– Да вы что, издеваетесь?! – возмутилась я, взявшись за неподъемную сумку.

– Как никогда серьезен. И прихожу к выводу, что либо кука с браком была, либо ты с чудом.

– С каким?

Неожиданно призрачный старичок объявился рядом со мной и в раздумье подергал свою хилую бороденку:

– Трудно сказать, но из-за чудесатости этой теневая тебя не тронула. – И хлопком ладоней дух-хранитель перенес меня в другое общежитие, ближайшую дверь распахнул, задвинул в нее мою сумку со «скарбом», приказал: – Входи.

– Но тут живут! – воскликнула я, увидев обстановку с ковровыми дорожками, занавесями, пледами на кровати и кресле у окна и даже с цветами в вазах.

– Уже не живут. Отчислена с третьего курса целителей.

– За что?

– За теневую. – Хлопком Севой собрал все-все присутствующие здесь вещи, щелчком пальцев открыл портал и пинком закинул их в неизвестное пространство, где в следующий миг раздались перепуганные вопли. И призрачный старичок сделал громоподобное сообщение: – Дульгерия Дарремия, за документами явитесь в деканат!

Еще один щелчок – портал закрылся, дух возвестил: «Теперь все твое». Всем моим оказалась абсолютно пустая комната, серая и мрачная, как тюремный блок.

– А мебель куда дели?

– На проверку ушла, вернется через час, – ухмыльнулся и исчез, и уже через эхо-порт прогремело: – «Может, через два!»

До конца дня и даже ночью, когда прибыла наконец-то немногочисленная и весьма потрепанная проверкой мебель, я, ввиду большой и чистой совести, мучилась чувством вины перед неизвестной Дульгерией. На нервной почве пропустила ужин, забыла распаковать вещи, освободить бедного Гирби и узнать расписание на завтрашний день, зато придумала длинную возвышенную речь в защиту прав отчисленной девушки. И когда на востоке забрезжил рассвет, я поставила точку в тщательно продуманном получасовом монологе, повернулась на бок, обняла подушку и решила провалиться в сон.

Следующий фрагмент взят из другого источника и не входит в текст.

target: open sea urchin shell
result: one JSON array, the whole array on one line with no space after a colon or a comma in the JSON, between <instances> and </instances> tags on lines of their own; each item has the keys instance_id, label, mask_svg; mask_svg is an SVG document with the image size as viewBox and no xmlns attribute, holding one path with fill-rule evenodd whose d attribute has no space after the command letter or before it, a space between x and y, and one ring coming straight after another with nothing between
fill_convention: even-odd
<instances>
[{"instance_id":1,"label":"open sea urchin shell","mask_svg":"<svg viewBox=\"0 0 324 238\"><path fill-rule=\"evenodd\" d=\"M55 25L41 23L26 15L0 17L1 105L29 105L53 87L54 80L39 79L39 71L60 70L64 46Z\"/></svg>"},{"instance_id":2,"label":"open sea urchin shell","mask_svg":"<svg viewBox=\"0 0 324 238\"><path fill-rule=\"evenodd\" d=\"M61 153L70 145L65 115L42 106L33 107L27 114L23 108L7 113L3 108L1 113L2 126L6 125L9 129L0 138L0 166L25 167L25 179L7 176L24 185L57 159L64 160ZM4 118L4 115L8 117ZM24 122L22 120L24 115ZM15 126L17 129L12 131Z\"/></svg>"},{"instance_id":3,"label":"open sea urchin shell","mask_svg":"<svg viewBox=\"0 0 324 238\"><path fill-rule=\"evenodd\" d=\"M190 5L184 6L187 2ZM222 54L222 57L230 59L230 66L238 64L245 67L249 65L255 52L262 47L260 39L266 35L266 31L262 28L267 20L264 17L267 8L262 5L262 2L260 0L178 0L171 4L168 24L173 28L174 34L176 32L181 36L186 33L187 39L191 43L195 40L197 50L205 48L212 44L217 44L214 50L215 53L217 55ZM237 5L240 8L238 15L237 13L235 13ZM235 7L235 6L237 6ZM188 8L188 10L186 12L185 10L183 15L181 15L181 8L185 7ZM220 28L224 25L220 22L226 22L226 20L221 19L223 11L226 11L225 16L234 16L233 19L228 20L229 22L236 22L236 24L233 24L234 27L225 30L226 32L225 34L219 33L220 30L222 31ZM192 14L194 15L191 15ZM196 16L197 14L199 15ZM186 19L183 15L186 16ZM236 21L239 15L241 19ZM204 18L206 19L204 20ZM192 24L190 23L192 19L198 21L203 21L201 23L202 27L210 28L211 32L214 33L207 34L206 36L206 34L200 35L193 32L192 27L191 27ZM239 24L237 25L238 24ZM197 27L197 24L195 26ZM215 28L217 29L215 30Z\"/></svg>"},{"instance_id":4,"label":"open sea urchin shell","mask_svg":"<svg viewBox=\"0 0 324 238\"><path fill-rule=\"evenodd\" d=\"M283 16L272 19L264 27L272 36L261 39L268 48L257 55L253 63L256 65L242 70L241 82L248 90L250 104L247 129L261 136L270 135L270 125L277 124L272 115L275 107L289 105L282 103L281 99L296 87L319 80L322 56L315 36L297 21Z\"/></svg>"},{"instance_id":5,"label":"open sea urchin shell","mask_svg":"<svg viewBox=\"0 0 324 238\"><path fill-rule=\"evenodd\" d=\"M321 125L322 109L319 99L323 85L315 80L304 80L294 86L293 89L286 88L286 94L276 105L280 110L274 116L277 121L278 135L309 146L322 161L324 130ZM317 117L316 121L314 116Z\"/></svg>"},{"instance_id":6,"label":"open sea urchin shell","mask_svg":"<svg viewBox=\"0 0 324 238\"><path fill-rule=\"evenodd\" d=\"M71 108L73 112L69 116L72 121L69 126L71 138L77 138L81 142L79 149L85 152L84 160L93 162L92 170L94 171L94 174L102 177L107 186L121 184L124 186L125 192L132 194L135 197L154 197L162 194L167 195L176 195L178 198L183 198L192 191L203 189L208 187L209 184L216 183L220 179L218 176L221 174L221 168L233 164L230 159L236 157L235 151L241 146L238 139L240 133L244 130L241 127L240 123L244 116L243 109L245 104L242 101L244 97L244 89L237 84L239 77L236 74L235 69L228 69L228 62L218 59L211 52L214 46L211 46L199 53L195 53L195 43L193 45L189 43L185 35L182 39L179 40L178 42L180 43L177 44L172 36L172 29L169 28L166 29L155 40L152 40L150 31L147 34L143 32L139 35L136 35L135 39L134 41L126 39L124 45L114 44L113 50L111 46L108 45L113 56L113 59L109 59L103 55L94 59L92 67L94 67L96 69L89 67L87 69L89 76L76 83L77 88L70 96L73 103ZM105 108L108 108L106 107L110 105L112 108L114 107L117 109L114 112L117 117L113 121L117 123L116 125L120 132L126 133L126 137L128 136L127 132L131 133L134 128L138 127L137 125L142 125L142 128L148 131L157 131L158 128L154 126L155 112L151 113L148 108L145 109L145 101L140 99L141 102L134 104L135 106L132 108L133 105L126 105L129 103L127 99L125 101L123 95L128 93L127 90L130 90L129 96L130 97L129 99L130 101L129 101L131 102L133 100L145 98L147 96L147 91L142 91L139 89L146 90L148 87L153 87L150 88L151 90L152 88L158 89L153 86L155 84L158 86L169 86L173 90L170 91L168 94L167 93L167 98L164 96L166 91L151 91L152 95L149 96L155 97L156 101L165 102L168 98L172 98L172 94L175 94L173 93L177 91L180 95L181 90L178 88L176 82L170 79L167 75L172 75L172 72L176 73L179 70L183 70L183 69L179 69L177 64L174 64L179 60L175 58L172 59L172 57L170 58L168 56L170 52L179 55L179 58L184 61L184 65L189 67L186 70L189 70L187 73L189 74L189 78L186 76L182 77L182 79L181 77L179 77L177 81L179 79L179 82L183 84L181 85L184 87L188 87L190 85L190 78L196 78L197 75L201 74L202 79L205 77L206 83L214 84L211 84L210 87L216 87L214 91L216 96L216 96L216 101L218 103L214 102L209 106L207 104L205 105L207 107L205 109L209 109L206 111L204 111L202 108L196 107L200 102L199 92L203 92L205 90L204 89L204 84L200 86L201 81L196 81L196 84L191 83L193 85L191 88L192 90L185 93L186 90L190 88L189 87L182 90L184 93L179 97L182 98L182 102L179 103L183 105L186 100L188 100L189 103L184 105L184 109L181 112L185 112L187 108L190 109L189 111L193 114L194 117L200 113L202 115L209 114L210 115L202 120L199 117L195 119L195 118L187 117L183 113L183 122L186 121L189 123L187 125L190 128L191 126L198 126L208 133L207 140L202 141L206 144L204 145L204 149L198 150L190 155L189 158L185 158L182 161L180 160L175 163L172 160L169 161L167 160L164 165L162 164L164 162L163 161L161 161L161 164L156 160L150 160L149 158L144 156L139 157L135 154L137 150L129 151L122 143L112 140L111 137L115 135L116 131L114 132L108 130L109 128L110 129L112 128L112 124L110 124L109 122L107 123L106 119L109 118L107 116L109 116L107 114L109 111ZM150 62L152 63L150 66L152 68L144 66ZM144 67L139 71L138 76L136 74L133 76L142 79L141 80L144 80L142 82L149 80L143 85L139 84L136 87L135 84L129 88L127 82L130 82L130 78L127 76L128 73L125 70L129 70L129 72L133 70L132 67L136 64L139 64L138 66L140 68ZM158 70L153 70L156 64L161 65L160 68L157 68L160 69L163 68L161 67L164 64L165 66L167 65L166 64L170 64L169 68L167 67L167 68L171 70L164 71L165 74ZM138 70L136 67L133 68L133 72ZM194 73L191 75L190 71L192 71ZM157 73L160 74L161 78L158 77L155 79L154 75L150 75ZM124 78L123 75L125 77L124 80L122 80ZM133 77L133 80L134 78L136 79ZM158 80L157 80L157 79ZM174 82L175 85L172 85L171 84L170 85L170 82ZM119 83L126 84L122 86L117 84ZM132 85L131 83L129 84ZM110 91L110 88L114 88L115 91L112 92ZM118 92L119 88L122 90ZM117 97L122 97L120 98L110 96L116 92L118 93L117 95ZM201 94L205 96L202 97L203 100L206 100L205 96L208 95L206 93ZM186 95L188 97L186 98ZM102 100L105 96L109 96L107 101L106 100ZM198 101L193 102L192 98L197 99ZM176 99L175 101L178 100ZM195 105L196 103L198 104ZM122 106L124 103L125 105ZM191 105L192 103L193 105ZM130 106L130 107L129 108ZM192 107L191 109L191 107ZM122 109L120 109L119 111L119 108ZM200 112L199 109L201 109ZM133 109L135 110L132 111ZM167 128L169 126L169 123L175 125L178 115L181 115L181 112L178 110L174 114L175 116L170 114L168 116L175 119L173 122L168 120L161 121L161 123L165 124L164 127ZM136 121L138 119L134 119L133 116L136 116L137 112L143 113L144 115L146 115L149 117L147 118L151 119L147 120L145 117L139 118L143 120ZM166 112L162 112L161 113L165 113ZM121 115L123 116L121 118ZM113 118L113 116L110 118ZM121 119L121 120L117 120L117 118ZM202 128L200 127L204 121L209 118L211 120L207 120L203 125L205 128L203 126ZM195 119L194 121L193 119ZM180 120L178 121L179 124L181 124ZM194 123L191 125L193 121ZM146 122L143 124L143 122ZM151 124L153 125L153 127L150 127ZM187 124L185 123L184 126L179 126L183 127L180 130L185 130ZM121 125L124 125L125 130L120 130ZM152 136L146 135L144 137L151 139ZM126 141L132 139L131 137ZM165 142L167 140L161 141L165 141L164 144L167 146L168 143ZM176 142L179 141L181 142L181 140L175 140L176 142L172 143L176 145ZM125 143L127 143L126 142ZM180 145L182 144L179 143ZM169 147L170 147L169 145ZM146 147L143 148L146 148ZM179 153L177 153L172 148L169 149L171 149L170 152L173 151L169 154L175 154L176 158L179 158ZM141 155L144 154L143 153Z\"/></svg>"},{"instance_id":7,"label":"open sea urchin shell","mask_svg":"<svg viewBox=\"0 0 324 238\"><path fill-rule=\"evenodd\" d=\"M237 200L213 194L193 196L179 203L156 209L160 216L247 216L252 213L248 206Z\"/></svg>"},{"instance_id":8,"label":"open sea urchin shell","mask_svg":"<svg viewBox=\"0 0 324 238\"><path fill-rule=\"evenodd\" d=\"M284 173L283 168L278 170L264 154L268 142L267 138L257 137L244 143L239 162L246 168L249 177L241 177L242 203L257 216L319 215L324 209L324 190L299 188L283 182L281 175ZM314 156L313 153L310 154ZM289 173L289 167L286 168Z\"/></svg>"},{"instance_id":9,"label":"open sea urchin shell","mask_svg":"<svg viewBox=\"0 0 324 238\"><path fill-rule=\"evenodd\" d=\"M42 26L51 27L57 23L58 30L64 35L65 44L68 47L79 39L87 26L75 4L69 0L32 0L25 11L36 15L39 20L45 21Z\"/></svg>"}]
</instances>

Как вдруг окно с едва уловимым скрипом открылось.

– Дулька, – послышалось оттуда, – Дуль, твоя кука сбежала и заказы больше не ведет. А мне трава нужна. Позарез. Слышишь?

– Нет, – ответила я.

– Как нет? – удивился неизвестный. – Ты что, с собой не привезла?

– Дульгерии здесь нет.

– Да есть ты. Вон, я тебя вижу! – возмутились в темноте, и окно скрипнуло отчетливее, словно бы гость решился войти.

А это уже наглость и нарушение личной территории, которое в академии должно караться. И где, спрашивается, Нваг-нваг Севой с его правилами и предупреждениями? Хлопком включила магический ночник, поднялась на локте, чтобы ответить: «А это не она», но, узрев визитера, заорала не своим голосом: – А-а-а-а-а!

От окна послышалось такое же удивленное «А-а-а!», но в мужском исполнении и удаляющееся, в процессе приближения к земле. Длилось оно недолго – всего семь этажей высоты, но было исполнено столь пронзительно, что мой ночник потух, а я испугалась уже не столько визитера, сколько последствий его падения. Хоть бы выжил!

Но не успела ног на пол спустить, как в окошко поскреблись…

– Дуль, трава есть? – поинтересовались хриплым голосом.

– Н-н-нету… – прошептала я.

И уже другой визитер с досадой:

– Совсем?

– Полностью! – заверила чистосердечно.

– Жаль, – ответил третий, и все удалились. Или не все, потому что снаружи вдруг спросили сипло: – А водица осталась?

– Ни капельки, – простонала невыспавшаяся я, уже мечтая встретиться с этой предприимчивой умницей и помочь ей не с возвратом в академию, а с попаданием за грань.

– А порошки? – прохрипел кто-то, вызвав у меня тихий ик.

– Нет! Ничего нет… и даже Дульгерии нет! Передайте, пожалуйста, остальным. Тут не аптека!